D’ailleurs, lui-même est un animal sauvage, une sorte de Robin des bois, je ne suis pas certaine qu’il soit dans notre siècle.
Ses cheveux sont longs, la barbe pas vraiment taillée, les vêtements propres mais défraîchis.
Il est suivi de loin en loin par la psychiatrie de secteur, car il arrive qu'une sorte de crise mystique l’enferme dans un délire où de simple sauvage, il devient proie, se terre et oublie de manger.
Dans le village où il a ses habitudes pour y prendre un café et son pain (j’apprends plus tard que Melvil est végétalien et ne boit pas d’alcool), le boulanger nous alerte quand il ne voit pas Melvil de la semaine.
La psychiatrie de secteur est un excellent relai pour lui car, bien évidemment, aucune autre alternative n’est possible que d’aller le visiter.
Je rencontre Melvil car je remplace une collègue. Nous nous déplaçons toujours à deux, je le verrai 8 fois sur un mois avec Arielle l’interne.
Il nous regarde du haut de son mètre 95 qu’il a réussi à déplier pour nous accueillir. En prenant de l’altitude, il s’est reculé, je vois un grand qui a peur de son ombre, le regard circonspect et craintif.
Je ne l’oublierai jamais. J’ai devant moi un concentré de bête sauvage dans toute sa noblesse, altier et tremblant.
Je pense au cheval, mais avant que l’homme ne le dompte et l’enferme. Avant que l’homme le rase (la tonsure du renoncement), l’entrave comme un forçat, le parque dans un box où il passe son encolure par une porte fermière à demi ouverte (comme une concierge), l’habille d’un fauteuil en cuir (c’est le comble), le nourrisse de granulés, l’affuble de tresses ridicules et de noms à particules.
L’homme a fait du cheval un serf, un support pour gagner en hauteur, un spadassin, un mercenaire, rien qui soit dans sa nature. Le cheval peut se cabrer mais surtout se brider, se mater, et cette facilité à être dominé a permis à l’homme de se nourrir, d’envahir, de maîtriser, de jouer, de tuer.
J’aime le cheval libre ou redevenu lui-même, avec (je pèse mes mots), sa personnalité.

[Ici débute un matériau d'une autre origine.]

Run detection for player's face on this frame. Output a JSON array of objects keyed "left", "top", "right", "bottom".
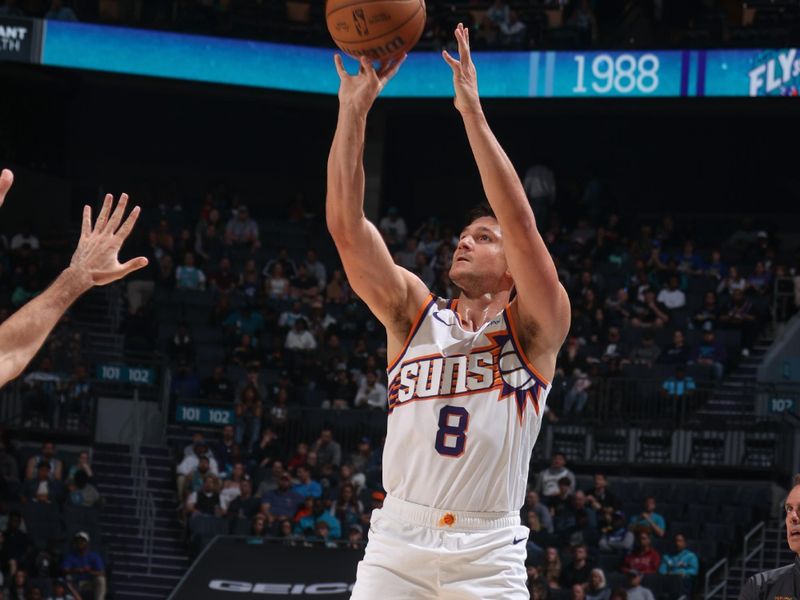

J’aime la bouche d’où dépassent des brins d’herbe, les naseaux humides de rosée, froufroutant à votre venue, le crin odorant emmêlé de brindilles, la robe faisant voler la poussière après la roulade, les dents riantes, étrillant votre omoplate, la tête posant délicatement ses ganaches sur votre épaule, soufflant son haleine chaude de graminées, de trèfles et de luzerne dans votre cou. Et par-dessus tout, j’aime ce regard scrutateur, inquisiteur, adressé, qui sonde et décèle le changement du temps d’inspiration au centième de seconde, qui trace au loin l’ombre d’un mouvement au millimètre, qui détecte un son furtif, qui réverbère aux autres le moment de détaler.
Une masse tout en muscles de 500 kilos qui mange de l’herbe. Melvil mange des olives, des baies, des fruits séchés, des champignons et du pain, on est pas loin.
Comme le cheval frissonne si une mouche le frôle, Melvil frémit au moindre geste. Sa bouche tremble devant nous comme les naseaux qu’on approche de près. Le poil sent un peu le fauve et le foin.
Melvil est libre mais seul, donc il a peur. Le cheval est en harde, il sait s’organiser, chacun son rôle de dominant et dominé, de meneur, de vigile, de protecteur... Melvil est seul et farouche.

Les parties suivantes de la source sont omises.